Sunday, March 04, 2007

The Flex compiler doesn't spot name conflicts

Beware! The Flex 2.0.1 compiler appears not to notice the reuse of the same identifier if decalred as both static and non-static in (what in any other language would be) the same namespace. The equivalent throws a hard compile-time error in both .NET 3.0 and in J2SE 5. The following example compiles without error. Is this a bug or is it supposed to be like this in AS3?

2 comments:

Jason Kwong said...

Apparently it's designed that way. From this page: http://livedocs.adobe.com/flex/201/html/04_OO_Programming_161_10.html

"It is permissible, however, to define an instance property using the same name as a static property."

and later:

"If an instance property is defined that uses the same name as a static property in the same class or a superclass, the instance property has higher precedence in the scope chain.

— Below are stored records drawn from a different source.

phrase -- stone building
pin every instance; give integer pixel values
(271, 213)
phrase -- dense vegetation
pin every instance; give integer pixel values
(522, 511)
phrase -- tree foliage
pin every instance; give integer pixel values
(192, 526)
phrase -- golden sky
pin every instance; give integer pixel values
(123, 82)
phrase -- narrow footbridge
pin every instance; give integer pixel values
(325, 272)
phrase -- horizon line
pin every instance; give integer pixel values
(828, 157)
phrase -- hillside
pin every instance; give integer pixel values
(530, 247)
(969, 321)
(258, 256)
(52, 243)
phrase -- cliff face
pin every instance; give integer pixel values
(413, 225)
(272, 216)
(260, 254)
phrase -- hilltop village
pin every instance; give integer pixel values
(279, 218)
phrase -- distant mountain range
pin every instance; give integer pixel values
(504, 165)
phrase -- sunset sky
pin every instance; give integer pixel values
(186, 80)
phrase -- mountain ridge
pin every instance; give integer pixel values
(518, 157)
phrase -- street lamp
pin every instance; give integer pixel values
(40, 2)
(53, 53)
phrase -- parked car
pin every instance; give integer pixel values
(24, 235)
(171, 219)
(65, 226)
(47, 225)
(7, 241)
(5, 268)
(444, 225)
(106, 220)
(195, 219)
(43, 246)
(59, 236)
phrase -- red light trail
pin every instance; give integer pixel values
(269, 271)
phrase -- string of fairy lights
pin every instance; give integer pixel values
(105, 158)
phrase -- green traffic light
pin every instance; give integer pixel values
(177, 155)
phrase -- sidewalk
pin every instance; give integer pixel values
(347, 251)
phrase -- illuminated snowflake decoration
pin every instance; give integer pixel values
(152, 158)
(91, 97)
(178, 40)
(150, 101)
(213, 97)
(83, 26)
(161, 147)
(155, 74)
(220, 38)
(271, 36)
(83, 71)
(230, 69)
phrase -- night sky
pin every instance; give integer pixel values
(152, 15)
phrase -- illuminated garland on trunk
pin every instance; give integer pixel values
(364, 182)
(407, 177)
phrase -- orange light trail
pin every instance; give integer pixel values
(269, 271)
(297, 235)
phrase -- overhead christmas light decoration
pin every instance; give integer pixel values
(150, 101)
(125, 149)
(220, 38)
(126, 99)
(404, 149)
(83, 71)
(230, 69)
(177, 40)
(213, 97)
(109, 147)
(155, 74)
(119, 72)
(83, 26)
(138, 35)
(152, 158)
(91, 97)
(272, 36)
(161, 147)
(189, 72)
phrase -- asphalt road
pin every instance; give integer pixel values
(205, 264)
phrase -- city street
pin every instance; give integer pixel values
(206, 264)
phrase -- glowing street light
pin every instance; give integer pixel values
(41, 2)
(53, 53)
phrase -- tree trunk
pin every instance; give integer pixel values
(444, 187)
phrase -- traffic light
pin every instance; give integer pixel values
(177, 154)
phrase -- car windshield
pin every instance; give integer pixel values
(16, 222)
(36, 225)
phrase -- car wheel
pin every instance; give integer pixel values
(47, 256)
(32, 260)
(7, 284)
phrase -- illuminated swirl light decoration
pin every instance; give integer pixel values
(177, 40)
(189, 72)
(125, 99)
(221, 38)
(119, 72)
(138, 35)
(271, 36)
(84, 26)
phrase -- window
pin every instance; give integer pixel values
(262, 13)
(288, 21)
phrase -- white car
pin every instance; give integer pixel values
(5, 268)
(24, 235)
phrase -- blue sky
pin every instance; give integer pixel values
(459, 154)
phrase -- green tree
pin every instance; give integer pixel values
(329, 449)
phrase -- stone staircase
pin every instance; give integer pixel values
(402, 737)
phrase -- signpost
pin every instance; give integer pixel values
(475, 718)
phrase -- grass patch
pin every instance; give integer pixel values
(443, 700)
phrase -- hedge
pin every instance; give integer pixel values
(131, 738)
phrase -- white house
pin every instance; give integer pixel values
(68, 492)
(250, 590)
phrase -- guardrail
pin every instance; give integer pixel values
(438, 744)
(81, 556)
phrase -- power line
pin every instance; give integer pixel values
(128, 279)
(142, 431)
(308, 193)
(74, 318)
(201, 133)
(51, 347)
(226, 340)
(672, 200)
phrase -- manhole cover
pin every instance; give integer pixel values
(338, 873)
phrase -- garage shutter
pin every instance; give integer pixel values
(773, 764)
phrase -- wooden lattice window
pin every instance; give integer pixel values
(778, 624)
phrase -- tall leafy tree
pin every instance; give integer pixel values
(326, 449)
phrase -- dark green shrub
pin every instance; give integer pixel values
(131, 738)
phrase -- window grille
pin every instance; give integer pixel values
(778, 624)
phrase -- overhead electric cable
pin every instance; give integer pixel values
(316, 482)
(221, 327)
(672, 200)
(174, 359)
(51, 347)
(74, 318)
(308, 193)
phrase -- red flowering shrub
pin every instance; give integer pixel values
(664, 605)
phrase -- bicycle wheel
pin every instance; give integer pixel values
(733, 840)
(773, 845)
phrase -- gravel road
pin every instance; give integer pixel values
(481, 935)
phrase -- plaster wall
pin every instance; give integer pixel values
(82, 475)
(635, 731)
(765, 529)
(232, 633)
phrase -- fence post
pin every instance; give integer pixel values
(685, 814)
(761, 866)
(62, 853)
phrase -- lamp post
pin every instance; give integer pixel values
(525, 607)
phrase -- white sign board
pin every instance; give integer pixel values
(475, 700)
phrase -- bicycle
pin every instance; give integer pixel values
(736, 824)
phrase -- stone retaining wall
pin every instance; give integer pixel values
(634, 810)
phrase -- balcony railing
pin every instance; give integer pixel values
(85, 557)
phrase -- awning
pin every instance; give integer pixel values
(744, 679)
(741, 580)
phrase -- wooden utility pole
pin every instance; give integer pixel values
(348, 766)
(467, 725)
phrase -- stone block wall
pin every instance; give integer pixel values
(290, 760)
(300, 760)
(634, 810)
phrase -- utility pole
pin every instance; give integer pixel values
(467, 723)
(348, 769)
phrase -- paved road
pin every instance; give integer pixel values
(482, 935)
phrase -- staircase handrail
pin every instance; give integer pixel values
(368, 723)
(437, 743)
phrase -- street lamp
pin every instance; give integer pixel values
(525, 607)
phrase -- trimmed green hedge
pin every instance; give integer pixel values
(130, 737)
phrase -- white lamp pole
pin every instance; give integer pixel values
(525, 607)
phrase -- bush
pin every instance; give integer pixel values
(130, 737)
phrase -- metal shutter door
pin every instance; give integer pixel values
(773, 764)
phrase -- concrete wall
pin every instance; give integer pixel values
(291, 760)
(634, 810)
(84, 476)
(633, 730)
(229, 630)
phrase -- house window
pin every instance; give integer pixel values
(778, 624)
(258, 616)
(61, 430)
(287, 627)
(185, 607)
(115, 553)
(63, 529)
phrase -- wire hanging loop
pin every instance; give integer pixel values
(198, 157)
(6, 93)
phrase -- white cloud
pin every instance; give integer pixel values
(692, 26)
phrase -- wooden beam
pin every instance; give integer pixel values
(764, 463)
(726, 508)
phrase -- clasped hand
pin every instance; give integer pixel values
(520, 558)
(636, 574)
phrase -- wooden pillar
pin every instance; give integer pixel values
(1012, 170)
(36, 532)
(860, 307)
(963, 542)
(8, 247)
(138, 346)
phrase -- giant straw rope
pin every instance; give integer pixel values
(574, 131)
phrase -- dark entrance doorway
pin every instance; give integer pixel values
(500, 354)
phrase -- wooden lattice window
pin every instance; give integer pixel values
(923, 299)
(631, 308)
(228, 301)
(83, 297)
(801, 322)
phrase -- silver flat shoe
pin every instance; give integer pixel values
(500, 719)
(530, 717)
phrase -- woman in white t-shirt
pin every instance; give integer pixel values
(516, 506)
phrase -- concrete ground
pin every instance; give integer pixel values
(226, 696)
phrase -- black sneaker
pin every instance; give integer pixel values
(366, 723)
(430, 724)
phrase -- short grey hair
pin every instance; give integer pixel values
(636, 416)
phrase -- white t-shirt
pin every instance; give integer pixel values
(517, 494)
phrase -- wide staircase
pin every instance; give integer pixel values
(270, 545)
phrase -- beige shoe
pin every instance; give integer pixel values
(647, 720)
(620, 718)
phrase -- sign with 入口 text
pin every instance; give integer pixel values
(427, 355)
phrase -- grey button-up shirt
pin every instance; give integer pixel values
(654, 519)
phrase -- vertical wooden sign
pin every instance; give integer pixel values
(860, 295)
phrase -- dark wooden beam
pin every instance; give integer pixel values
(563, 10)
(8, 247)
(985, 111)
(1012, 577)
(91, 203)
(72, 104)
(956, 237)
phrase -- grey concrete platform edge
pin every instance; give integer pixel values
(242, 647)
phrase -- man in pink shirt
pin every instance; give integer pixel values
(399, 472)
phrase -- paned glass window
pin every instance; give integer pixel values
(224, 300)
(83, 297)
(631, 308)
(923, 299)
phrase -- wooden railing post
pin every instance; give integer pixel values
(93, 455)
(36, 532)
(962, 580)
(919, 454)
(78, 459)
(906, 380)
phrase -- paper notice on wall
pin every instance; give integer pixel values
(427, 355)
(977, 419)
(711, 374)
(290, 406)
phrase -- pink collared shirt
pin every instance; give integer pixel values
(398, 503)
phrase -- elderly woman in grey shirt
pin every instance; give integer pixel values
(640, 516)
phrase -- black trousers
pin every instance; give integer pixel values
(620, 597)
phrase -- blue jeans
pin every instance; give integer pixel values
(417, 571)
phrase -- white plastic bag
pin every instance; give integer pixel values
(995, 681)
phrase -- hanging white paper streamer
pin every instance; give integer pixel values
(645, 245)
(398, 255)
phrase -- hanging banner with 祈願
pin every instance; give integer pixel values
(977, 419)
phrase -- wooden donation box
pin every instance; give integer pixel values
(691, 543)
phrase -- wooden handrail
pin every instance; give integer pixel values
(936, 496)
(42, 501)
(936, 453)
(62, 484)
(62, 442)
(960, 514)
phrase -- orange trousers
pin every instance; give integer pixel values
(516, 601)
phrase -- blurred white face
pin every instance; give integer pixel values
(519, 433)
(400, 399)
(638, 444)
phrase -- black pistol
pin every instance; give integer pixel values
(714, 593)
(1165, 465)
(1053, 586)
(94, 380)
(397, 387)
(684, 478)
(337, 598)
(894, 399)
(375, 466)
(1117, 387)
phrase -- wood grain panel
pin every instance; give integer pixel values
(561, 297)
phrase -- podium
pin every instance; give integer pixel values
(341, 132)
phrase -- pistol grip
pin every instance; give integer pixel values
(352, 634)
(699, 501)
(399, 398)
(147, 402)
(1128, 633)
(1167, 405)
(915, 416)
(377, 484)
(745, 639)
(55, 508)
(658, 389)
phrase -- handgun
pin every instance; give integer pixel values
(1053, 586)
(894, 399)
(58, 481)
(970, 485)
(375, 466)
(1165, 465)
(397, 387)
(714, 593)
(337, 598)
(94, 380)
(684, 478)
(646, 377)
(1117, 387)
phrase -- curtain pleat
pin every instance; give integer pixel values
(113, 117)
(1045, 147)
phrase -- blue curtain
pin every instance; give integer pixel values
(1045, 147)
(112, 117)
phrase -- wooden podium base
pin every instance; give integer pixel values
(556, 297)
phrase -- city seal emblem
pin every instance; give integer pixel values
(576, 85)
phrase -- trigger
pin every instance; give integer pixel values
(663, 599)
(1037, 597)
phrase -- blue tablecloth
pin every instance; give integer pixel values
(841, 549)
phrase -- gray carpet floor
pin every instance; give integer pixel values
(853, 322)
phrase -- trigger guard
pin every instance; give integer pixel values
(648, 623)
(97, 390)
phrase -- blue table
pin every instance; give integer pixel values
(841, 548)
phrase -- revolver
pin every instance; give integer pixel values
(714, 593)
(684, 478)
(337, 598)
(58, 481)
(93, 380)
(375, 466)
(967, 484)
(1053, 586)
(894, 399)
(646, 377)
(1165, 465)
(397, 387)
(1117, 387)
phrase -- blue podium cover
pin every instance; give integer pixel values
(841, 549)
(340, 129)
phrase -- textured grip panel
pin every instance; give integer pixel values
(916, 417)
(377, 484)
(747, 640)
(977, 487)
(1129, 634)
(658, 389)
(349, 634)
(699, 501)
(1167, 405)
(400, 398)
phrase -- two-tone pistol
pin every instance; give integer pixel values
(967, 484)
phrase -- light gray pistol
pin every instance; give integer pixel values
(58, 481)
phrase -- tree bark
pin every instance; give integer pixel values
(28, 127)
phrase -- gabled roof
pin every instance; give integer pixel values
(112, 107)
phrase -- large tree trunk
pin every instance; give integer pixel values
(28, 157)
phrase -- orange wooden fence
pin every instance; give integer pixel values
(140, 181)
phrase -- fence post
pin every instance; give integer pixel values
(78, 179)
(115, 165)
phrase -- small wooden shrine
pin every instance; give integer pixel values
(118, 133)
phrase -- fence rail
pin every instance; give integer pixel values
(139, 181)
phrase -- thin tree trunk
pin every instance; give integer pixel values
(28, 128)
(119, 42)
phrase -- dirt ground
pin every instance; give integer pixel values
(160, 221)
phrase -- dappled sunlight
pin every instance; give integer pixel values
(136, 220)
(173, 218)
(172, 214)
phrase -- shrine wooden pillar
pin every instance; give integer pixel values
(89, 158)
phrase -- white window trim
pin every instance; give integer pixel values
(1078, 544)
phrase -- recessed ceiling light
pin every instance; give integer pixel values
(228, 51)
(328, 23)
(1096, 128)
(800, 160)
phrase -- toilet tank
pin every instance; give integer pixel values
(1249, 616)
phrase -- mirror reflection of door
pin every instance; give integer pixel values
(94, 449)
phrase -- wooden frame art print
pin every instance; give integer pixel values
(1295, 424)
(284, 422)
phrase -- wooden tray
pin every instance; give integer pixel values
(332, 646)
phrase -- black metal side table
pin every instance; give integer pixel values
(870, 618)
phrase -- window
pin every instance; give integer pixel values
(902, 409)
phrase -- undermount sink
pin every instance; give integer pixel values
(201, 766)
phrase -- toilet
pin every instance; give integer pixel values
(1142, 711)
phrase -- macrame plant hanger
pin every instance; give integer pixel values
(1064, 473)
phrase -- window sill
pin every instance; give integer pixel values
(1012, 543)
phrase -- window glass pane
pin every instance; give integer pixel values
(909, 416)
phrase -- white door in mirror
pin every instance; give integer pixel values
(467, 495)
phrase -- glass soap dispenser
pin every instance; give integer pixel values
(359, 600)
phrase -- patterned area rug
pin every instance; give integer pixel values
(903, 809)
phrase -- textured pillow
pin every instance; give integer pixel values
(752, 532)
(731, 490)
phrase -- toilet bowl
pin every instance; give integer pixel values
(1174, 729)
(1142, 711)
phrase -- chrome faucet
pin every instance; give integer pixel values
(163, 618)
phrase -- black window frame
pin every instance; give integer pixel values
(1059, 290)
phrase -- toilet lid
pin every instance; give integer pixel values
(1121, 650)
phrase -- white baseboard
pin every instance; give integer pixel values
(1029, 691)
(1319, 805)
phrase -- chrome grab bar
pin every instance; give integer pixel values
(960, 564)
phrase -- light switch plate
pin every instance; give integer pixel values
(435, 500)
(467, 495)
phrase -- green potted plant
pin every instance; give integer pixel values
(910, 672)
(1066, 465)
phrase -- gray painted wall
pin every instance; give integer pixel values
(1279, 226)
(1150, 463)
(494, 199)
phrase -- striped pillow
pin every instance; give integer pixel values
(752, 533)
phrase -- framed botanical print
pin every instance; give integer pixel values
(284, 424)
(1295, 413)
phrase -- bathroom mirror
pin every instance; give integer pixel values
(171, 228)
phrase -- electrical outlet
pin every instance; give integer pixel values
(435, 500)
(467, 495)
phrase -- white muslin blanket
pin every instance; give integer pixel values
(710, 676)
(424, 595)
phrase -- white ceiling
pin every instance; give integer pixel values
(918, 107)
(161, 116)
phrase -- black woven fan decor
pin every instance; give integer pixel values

The instance property is said to shadow the static property, which means that the value of the instance property is used instead of the value of the static property."

Graeme Harker said...

That behaviour seems to be consistent with Java's history of doing automatic inheritance "shadowing". I thought that was considered to have been a design mistake, one of the reasons that the override keyword is mandatory in .NET and presumably the reason for the introduction of the @Overridable thingy in Java 5. Given that there's a mandatory override keyword in AS3 for inheritance (making it just like C#) you'd think Adobe would have been more keen to eliminate the nightmare of automatic "shadowing". The compiler should at least throw a warning that this shadowing is happening (like the Java 5 compiler does). One more item on the Flex 3.0 wishlist.